I think you're missing the point a lot of good posts here make. Do you know the method in which Archimedes calculated pi, do you understand the reasoning behind it? If I were to suggest the inequality n*tan(180/n degrees) > Pi > n*sin(180/n degrees) would you know where I'm coming from?

It's fine to memorize things, and if you work through enough problems you'll likely recall from memory many things. That ain't the point, however, the point is a deeper understanding of the material, it's relation and purpose.

There is no steadfast list of things you need to memorize, or things that are irrelevant to memorize. You should try to understand as much as possible.

 

[Ascendant78]

I think you're missing the point a lot of good posts here make. Do you know the method in which Archimedes calculated pi, do you understand the reasoning behind if. If I were to suggest the inequality n*tan(180/n degrees) > Pi > n*sin(180/n degrees) would you know where I'm coming from?

It's fine to memorize things, and if you work through enough problems you'll likely recall from memory many things. That ain't the point, however, the point is a deeper understanding of the material., it's relation and purpose.

There is no steadfast list of things you need to memorize, or things that are irrelevant to memorize. You should try to understand as much as possible.

Thanks for the information. As far as pi, the most I have learned about it previously is that it is the number you get if you divide a circle's circumference by it's diameter. I know I still have much to learn, which is why I'm trying to figure out the best approach to learning it all. Seems the best approach from what people are saying is just tons of practice combined with a true understanding of where the formulas come from and why they work.

 

[Student100]

Thanks for the information. As far as pi, the most I have learned about it previously is that it is the number you get if you divide a circle's circumference by it's diameter. I know I still have much to learn, which is why I'm trying to figure out the best approach to learning it all. Seems the best approach from what people are saying is just tons of practice combined with a true understanding of where the formulas come from and why they work.

There's a thousand ways to derive pi, some better than others, Leibniz series, using the radius, cutting a circle into quadrants... Ect it's just an example.

If you see something in math or physics that might be easy to apply but seems strange or random, dig deeper into the logic behind it. Have you looked into the history of things like e? What it actually means? How it is expressed...? Things like that.

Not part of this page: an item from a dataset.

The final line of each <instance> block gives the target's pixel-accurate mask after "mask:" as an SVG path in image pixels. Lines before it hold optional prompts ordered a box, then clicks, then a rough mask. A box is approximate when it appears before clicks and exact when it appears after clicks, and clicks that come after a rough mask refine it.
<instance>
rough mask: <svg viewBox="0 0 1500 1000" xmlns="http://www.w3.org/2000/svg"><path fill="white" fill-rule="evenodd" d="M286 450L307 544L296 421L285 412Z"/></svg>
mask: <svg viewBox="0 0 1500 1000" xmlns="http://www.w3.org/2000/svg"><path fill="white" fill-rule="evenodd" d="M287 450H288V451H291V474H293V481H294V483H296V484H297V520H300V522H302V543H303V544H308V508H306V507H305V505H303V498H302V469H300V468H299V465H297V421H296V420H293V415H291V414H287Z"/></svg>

I don't really know how to put it into a simple to understand statement, but the deeper you dig into things the more you actually know, not just memorize.

 

[Ascendant78]

There's a thousand ways to derive pi, some better than others, Leibniz series, using the radius, cutting a circle into quadrants... Ect it's just an example.

If you see something in math or physics that might be easy to apply but seems strange or random, dig deeper into the logic behind it. Have you looked into the history of things like e? What it actually means? How it is expressed...? Things like that. I don't really know how to put it into a simple to understand statement, but the deeper you dig into things the more you actually know, not just memorize.

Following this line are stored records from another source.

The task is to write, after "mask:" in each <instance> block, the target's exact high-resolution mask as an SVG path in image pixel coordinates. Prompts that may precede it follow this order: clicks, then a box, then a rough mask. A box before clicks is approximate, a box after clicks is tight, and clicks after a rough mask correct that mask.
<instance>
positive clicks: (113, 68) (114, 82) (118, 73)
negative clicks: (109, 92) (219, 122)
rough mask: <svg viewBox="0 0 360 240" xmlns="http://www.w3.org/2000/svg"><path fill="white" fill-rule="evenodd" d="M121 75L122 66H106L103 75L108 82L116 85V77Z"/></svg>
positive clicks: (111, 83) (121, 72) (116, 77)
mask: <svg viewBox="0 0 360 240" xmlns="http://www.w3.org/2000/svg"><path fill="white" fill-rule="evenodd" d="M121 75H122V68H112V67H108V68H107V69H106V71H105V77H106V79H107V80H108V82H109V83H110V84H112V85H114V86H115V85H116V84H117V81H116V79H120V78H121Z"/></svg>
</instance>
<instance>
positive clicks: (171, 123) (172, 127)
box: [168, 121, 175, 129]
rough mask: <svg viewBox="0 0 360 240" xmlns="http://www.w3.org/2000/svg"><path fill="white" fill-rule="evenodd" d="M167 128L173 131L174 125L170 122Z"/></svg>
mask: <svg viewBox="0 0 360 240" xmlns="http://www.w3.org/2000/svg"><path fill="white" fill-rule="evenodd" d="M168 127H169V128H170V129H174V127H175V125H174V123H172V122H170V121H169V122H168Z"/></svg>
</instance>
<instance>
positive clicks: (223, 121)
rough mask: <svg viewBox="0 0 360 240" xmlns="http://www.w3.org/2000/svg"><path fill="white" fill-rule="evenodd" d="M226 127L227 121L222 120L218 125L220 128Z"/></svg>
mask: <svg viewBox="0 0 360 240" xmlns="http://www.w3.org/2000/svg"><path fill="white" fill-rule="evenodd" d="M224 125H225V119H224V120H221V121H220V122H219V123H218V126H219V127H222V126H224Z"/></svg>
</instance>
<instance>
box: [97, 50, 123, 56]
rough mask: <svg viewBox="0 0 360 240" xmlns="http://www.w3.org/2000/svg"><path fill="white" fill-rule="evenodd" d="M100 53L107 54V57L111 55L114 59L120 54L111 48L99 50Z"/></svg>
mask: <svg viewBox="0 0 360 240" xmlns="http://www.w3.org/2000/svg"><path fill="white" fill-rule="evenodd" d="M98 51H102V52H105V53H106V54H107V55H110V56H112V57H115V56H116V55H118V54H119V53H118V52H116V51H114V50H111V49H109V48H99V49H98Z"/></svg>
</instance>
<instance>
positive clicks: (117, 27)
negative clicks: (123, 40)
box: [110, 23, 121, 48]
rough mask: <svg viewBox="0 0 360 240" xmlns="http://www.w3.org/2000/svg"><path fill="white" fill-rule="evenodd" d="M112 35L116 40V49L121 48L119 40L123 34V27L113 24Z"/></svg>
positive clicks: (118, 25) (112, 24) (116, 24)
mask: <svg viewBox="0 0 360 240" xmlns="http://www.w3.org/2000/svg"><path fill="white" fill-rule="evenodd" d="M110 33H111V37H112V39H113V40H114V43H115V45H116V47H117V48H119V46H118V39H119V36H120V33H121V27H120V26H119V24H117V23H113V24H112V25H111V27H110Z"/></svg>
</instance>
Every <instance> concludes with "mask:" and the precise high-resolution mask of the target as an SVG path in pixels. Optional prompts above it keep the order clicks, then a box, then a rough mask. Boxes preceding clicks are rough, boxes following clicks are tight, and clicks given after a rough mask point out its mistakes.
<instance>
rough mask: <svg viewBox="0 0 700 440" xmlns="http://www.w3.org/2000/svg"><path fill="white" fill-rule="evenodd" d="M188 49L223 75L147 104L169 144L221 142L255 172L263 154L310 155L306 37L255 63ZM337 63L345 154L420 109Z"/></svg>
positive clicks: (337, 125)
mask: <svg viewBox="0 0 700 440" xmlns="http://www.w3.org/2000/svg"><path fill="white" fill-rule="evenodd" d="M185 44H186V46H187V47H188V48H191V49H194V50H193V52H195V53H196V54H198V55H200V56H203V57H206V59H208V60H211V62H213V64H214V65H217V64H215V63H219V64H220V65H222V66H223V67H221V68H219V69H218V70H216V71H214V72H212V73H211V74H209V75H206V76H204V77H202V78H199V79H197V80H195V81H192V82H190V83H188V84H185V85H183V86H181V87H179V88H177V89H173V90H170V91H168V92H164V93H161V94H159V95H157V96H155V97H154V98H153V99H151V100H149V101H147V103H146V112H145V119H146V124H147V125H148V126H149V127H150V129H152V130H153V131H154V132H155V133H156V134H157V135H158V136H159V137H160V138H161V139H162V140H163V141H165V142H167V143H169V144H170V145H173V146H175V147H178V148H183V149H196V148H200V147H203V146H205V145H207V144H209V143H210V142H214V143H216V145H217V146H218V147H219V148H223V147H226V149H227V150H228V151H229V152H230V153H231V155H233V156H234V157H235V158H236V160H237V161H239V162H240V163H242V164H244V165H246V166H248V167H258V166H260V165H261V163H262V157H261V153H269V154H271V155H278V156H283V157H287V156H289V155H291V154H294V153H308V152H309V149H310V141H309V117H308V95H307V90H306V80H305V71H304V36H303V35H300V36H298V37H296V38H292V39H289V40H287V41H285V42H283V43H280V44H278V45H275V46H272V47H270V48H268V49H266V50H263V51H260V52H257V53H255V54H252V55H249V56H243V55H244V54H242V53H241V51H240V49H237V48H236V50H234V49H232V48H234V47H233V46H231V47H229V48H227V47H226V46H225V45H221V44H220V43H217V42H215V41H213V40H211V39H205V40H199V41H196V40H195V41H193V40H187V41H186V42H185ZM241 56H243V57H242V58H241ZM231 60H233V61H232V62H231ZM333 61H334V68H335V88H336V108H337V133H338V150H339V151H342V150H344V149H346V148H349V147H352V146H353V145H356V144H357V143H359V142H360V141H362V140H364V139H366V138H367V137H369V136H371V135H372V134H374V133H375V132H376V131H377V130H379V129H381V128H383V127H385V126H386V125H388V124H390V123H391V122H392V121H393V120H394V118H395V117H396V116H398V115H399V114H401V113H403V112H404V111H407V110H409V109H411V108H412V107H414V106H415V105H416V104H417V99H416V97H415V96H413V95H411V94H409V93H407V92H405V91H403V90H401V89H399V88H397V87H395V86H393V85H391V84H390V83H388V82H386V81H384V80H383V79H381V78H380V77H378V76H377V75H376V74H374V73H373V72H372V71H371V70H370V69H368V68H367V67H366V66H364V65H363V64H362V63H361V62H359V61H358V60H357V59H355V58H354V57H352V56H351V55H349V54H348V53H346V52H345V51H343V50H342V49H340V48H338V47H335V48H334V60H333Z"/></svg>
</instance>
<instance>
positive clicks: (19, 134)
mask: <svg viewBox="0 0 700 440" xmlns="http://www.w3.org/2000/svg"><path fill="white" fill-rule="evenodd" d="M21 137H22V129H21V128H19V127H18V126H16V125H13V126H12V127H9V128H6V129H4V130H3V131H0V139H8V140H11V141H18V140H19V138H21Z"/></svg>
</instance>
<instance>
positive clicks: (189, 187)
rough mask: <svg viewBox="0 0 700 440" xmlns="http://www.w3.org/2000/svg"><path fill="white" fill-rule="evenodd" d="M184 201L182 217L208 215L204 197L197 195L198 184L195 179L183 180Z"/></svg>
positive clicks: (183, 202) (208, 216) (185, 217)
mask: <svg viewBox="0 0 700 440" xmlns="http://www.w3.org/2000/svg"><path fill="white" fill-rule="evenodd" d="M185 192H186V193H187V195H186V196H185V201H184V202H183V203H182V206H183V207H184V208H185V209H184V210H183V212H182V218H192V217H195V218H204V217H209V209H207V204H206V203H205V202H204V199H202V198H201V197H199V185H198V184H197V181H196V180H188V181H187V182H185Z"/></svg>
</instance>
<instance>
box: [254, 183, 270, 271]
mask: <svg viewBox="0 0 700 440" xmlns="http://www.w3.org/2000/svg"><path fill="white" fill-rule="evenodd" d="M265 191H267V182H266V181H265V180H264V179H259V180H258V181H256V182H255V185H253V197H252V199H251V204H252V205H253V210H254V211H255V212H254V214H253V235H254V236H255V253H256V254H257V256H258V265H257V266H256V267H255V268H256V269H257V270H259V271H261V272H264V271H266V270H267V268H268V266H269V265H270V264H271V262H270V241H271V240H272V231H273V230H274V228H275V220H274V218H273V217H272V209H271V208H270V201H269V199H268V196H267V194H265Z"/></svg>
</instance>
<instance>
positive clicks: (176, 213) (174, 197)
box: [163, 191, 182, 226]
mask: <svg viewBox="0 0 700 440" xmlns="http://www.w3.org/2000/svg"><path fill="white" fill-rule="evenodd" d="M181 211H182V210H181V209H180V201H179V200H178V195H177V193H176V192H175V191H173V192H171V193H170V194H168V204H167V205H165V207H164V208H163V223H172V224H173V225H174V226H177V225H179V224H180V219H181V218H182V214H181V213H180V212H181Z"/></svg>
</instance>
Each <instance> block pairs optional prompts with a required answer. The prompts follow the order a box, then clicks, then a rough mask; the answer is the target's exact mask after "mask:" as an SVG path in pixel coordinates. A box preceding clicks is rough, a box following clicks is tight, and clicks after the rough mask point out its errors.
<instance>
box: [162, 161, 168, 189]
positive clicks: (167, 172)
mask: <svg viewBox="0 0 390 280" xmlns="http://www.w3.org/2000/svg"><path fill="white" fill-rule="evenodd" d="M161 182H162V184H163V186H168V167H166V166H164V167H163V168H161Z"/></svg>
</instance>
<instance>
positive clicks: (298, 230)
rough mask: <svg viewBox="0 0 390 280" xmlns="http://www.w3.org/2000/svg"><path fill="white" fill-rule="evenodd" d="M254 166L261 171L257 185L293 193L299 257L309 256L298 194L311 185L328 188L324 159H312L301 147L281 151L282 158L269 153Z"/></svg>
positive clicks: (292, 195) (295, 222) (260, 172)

Yes, I get what you are saying, and it actually annoys me when I can't look at something in a way that makes sense to me conceptually. For example, when I first saw simple harmonic motions a couple days ago, our instructor never taught us why certain formulas work. So, when I saw omega=sqrt(k/m), it was bothering me that I didn't understand why omega(w) was the only part we needed to include in this equation with k and m (since the position function is Acos(wt+Θ). I kind of understand it now, but it is still a work in progress.

Anyway, both my chemistry and my physics professors told me it is impractical to expect to remember all of the material as there is simply way too much to be able to remember. However, neither was able to give me a clear answer as to what should and shouldn't be known off the top of your head. Hence my thread.